Un quart des cigarettes vendues en France échappent aux buralistes de l’hexagone

31.05.2015
  • Un quart des cigarettes vendues en France échappent aux buralistes de l’hexagone-1

La France est devenue en 2014 le pays de l'Union européenne dans lequel la consommation de cigarettes vendues illégalement a été la plus importante. Ce sont les fabricants de tabac qui le disent sur la foi d’une enquête commandée à KPMG. Selon celle-ci, le nombre de cigarettes procurées illégalement et consommées en France a atteint 8,89 milliards en 2014, soit 14,7% de la consommation totale estimée, alors qu'il est en baisse de 8% par rapport à l'an dernier.

Sur ce total, la part de cigarettes contrefaites est minime (1,3%), selon l'étude de Philip Morris, Imperial Tobbaco, JTI et BAT. Si l'on prend en compte les achats faits légalement à l'étranger (+15%), notamment en Espagne et en Belgique, le nombre de cigarettes non vendues par les débitants de tabac français a atteint 26,3% de la consommation nationale, un "niveau record" estime Philip Morris dans un communiqué. "Il est encourageant de constater que, grâce aux efforts conjoints des services des douanes, de police et de gendarmerie, le commerce illicite (contrebande et contrefaçon) est en légère baisse depuis 2013", reconnaît néanmoins l'industriel.
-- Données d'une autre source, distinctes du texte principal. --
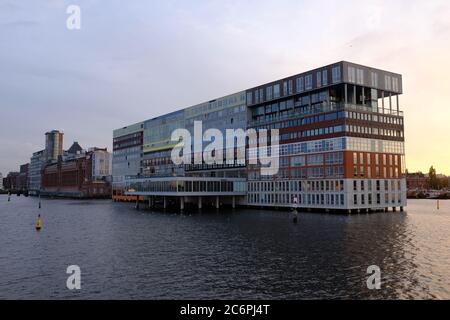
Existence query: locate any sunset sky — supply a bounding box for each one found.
[0,0,450,176]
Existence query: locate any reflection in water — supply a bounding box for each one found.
[0,197,450,299]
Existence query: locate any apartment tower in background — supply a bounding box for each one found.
[45,130,64,161]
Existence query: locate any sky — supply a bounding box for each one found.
[0,0,450,175]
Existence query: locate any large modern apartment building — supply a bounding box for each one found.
[113,61,406,211]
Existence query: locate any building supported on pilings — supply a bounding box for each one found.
[127,177,247,210]
[113,61,406,212]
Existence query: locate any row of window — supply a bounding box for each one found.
[247,66,341,105]
[345,125,403,138]
[280,125,344,141]
[353,193,402,206]
[353,152,400,167]
[347,66,400,92]
[248,180,344,192]
[247,193,344,207]
[353,180,402,192]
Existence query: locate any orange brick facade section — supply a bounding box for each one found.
[344,151,405,179]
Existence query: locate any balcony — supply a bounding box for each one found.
[248,103,403,127]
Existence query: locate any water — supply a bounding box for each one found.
[0,196,450,299]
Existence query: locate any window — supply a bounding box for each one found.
[247,92,253,104]
[273,84,280,99]
[295,77,305,92]
[316,71,322,87]
[384,76,392,91]
[255,90,259,103]
[356,69,364,84]
[331,66,341,83]
[392,78,399,92]
[372,72,378,88]
[266,86,273,100]
[305,74,312,90]
[322,70,328,86]
[348,67,356,83]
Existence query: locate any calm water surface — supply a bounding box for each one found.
[0,196,450,299]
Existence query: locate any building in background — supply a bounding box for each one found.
[113,61,406,211]
[28,150,46,195]
[41,143,111,198]
[112,122,144,201]
[45,130,64,161]
[406,172,428,191]
[89,148,112,180]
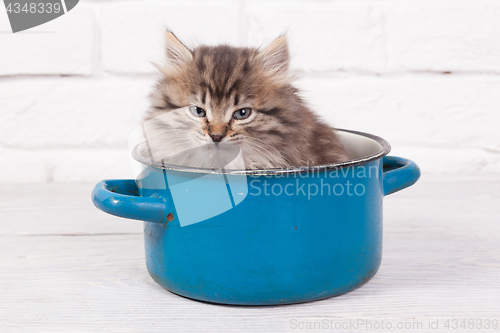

Les cigarettes commercialisées par les buralistes ont par ailleurs chuté à 45 milliards en 2014, soit une baisse de 5% par rapport à l'an dernier, alors que les prix moyens sont eux passés de 6,50 euros à 6,74 euros.

Dans un communiqué, le Comité national contre le tabagisme (CNCT) a contesté des chiffres "toujours plus alarmistes" sur la question du commerce illicite des produits du tabac. L'association affirme de son côté que "les produits de contrebande sont fabriqués par les industriels qui en tirent un bénéfice majeur quand ils ne sont pas directement à la manoeuvre pour organiser le commerce illicite". "L'objectif est clair", assure le CNCT, à savoir "se présenter comme des victimes de ces trafics et empêcher l'adoption de mesures de santé publique".